Charaxes dowsetti

Scientific classification
- Domain: Eukaryota
- Kingdom: Animalia
- Phylum: Arthropoda
- Class: Insecta
- Order: Lepidoptera
- Family: Nymphalidae
- Genus: Charaxes
- Species: C. dowsetti
- Binomial name: Charaxes dowsetti Henning, 1989

= Charaxes dowsetti =

- Authority: Henning, 1989

Species of butterfly

Charaxes dowsetti is a butterfly in the family Nymphalidae. It is found on the Nyika Plateau in Malawi. The habitat consists of montane forests at altitudes above 2,200 meters.
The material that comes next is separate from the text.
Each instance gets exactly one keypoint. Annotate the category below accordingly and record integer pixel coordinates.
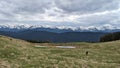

The larvae feed on Agarista salicifolia.

==Related species==
Historical attempts to assemble a cluster of presumably related species into a "Charaxes jasius Group" have not been wholly convincing. More recent taxonomic revision, corroborated by phylogenetic research, allow a more rational grouping congruent with cladistic relationships. Within a well-populated clade of 27 related species sharing a common ancestor approximately 16 mya during the Miocene, 26 are now considered together as The jasius Group. One of the two lineages within this clade forms a robust monophyletic group of seven species sharing a common ancestor approximately 2-3 mya, i.e. during the Pliocene, and are considered as the jasius subgroup. The second lineage leads to 19 other species within the Jasius group, which are split into three well-populated subgroups of closely related species.

The jasius Group (26 Species):

Clade 1: jasius subgroup (7 species)

Clade 2: contains the well-populated three additional subgroups (19 species) of the jasius Group: called the brutus, pollux, and eudoxus subgroups.

- the pollux subgroup (4 species):
- Charaxes pollux
- Charaxes phoebus
- Charaxes ansorgei
- Charaxes dowsetti

Further exploration of the phylogenetic relationships amongst existing Charaxes taxa is required to improve clarity.